Will now properly review the logs, and file a new bug if this is not the case.

Comment 24 Daniel Erez 2015-10-26 19:18:00 UTC
(In reply to Francesco Romani from comment #23)
> (In reply to Nir Soffer from comment #19)
> > (In reply to Kevin Wolf from comment #18)
> > > Also, I don't really know yet what the "connection lost" message in VDSM
> > > actually means in detail. Can someone explain? Is this about a monitor socket
> > > being closed, or a command timing out or anything like that? And is libvirt
> > > involved or is VDSM talking directly to qemu there?
> 
> > Francesco, would you open a virt bug for this and work with kgoldbla on
> > this issue?
> 
> I'll be more than happy to work on this (and to find a simple reproducer)
> 
> So far, it seems to share the same root cause of
> https://bugzilla.redhat.com/show_bug.cgi?id=1250839
> 
> Will now properly review the logs, and file a new bug if this is not the
> case.

Thanks Francesco! Please let us know if there's any new outcome.
Adding needinfo for visibility..

Comment 25 Allon Mureinik 2015-10-28 14:08:30 UTC
Francesco - thanks!
Reassigning so it's easier to track this.
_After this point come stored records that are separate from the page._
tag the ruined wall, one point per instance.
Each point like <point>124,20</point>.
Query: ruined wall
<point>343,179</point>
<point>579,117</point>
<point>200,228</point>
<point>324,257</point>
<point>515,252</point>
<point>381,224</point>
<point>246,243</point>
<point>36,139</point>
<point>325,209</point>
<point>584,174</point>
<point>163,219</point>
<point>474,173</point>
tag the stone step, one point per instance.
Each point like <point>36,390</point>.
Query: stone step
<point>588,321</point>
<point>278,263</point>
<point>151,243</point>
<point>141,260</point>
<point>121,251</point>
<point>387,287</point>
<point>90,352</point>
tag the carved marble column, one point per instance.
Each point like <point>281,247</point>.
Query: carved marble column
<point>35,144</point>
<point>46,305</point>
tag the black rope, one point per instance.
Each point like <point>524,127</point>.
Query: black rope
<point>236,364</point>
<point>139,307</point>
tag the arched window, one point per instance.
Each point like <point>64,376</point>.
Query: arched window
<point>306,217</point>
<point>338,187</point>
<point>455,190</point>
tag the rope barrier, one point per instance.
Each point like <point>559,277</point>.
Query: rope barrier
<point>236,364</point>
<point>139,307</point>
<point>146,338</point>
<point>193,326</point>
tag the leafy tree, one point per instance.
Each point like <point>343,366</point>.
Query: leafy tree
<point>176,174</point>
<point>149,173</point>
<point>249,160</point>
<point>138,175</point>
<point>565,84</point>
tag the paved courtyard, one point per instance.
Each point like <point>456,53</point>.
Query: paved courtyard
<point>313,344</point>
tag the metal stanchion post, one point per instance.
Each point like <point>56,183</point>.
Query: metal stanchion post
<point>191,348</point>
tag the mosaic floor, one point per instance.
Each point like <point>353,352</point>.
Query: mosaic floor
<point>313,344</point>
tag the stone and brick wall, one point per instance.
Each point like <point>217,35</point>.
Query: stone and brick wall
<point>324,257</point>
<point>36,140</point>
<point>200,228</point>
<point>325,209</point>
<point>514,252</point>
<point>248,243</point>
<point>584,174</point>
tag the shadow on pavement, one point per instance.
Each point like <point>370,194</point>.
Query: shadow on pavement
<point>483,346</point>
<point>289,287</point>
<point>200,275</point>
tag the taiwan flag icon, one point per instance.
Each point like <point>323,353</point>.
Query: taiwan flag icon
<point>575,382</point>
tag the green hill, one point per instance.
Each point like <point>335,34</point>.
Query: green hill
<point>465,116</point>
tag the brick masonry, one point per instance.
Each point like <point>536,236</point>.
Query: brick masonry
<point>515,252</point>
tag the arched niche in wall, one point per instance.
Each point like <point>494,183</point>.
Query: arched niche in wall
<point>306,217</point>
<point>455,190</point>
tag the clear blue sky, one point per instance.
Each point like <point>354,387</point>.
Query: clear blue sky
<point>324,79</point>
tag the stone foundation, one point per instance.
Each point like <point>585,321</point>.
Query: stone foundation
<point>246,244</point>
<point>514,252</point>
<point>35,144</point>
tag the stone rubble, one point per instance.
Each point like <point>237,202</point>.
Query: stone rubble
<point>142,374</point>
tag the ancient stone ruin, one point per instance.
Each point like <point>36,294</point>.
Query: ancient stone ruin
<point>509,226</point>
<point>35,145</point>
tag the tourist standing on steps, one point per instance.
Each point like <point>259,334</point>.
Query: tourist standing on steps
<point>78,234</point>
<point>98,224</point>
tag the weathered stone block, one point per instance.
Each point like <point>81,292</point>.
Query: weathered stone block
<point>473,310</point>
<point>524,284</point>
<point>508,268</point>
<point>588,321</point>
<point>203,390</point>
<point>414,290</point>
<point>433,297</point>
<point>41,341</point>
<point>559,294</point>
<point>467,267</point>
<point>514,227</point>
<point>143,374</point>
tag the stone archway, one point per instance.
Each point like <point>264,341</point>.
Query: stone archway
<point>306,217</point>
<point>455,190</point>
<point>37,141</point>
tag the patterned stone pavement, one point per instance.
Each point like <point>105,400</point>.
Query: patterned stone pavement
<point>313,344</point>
Please send it back Daniel's way if it's more of a storage issue than a virt one.

And once again - thanks!

Comment 26 Francesco Romani 2015-11-02 18:49:00 UTC
I finally managed to find some time to play with this.

TL;DR: Kevin (Goldblatt), can you please check if this still fails with qemu-kvm-rhev >= 2.3.0-28?

+++

First, I wanted to reproduce locally the qemu-kvm-rhev being stuck.

I had a RHEL7.2 box with quite recent packages, and run the reproducer much like description:
- 3.6.0-ish (but Engine is irrelevant here, VDSM not yet into play) environment with NFS and ISCSI storage domains
- created VM on NFS storage, thin provisioned, 14 GB disk
- booted VM using live image, started brutal dd if=/dev/urandom of=/dev/vda oflag=direct. Please note that this *is* different from description, but at qemu side should not make any difference, it is just I/O on disk
- after something like 20-30s, started Live Storage Migration
- qemu was responsive all along (inspected using ps, virsh, vdsClient, through spice console)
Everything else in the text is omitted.